CN111929638A

CN111929638A - Voice direction of arrival estimation method and device

Info

Publication number: CN111929638A
Application number: CN202011011975.6A
Authority: CN
Inventors: 谭祚; 何云鹏; 许兵
Original assignee: Chipintelli Technology Co Ltd
Current assignee: Chipintelli Technology Co Ltd
Priority date: 2020-09-24
Filing date: 2020-09-24
Publication date: 2020-11-13

Abstract

A method for estimating a direction of arrival of speech includes the steps of S1: splitting a broadband voice signal received by a microphone array into a plurality of narrowband voice signals; dividing the space domain into a plurality of initial space domain grids S2: calculating a guide vector and a covariance matrix of each frequency point in each narrowband voice signal, separating a signal subspace and a noise subspace, and solving the space spectrum energy of each grid direction; judging the estimated direction of arrival through grid points corresponding to the spatial spectrum energy peak; s3: increasing grid points in the grid interval where the target may exist through the direction of arrival obtained in step S2; the step S2 is repeated on the reduced mesh after the mesh point is added to correct the direction of arrival until the mesh addition upper limit is reached.

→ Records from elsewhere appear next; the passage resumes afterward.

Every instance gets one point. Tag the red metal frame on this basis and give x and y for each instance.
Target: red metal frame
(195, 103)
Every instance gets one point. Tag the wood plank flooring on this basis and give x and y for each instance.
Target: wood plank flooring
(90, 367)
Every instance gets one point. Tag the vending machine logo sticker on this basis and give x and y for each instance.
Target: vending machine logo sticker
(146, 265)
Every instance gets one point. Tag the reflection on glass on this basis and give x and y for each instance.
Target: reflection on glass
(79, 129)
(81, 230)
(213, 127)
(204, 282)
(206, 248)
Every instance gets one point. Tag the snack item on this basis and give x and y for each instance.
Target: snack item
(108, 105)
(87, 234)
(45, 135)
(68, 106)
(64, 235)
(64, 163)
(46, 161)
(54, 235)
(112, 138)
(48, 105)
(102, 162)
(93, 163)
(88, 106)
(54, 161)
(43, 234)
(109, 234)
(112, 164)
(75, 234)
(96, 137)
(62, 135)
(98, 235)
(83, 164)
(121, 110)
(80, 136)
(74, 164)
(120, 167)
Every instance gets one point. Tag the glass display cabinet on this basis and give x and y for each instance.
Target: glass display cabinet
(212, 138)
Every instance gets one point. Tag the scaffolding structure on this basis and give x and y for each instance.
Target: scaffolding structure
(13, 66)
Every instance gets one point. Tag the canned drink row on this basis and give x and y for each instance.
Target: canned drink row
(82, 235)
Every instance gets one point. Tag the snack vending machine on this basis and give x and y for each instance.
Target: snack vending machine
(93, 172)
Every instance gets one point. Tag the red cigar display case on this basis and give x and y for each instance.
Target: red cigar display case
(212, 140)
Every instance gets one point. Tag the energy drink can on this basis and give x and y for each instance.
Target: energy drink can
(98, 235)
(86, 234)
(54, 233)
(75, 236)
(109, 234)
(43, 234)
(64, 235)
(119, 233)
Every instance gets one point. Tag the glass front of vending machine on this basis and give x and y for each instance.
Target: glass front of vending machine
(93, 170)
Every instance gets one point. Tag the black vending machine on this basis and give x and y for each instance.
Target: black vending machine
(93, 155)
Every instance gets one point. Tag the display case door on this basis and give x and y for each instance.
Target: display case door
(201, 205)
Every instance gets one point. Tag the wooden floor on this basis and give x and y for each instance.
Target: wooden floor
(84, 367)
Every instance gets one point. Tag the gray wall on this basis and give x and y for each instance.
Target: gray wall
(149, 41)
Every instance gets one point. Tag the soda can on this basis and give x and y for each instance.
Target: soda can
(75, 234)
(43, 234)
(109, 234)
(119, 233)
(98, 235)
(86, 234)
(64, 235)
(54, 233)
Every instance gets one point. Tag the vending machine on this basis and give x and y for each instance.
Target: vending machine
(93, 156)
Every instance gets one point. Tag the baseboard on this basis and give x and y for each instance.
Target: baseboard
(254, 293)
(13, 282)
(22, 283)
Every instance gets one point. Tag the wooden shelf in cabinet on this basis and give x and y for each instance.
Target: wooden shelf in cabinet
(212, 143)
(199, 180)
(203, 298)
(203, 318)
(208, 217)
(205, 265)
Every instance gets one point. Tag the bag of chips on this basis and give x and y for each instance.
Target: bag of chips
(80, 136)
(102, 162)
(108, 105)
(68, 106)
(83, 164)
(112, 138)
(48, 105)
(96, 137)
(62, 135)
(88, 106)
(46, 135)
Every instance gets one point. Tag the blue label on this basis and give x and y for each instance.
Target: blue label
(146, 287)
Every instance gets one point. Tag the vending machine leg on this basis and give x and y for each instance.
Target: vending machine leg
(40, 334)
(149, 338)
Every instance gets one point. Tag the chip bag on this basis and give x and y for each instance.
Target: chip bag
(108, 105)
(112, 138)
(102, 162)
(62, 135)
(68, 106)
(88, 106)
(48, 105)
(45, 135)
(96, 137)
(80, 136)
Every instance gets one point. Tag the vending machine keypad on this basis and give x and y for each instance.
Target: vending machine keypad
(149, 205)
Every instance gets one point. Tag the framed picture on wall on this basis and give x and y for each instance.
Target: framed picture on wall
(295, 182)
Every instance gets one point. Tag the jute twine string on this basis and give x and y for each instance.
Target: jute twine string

By adopting the voice direction of arrival estimation method, the mesh points are added in the estimation process in a self-adaptive manner; the estimation precision and the resolution of the voice signal direction of arrival method can be improved.

Description

Voice direction of arrival estimation method and device

Technical Field

The invention belongs to the technical field of intelligent voice recognition, relates to voice front-end signal processing, and particularly relates to a method and a device for estimating a voice direction of arrival.

Background

The direction-of-arrival estimation algorithm is mainly used for estimating the angle information of the sound source target and the microphone array, and inputting the estimated angle data into the voice enhancement system to effectively enhance the voice signals in the direction and inhibit the noise signals in other directions. Currently, the arrival direction estimation algorithm of the speech signal usually adopts a method based on the arrival time difference for estimation. However, when the signal-to-noise ratio of the input signal is lowered, reverberation is severe. The performance of such algorithms will drop significantly. Moreover, when the number of target sound sources increases, the method cannot distinguish the correct number of target sound sources, thereby causing performance failure.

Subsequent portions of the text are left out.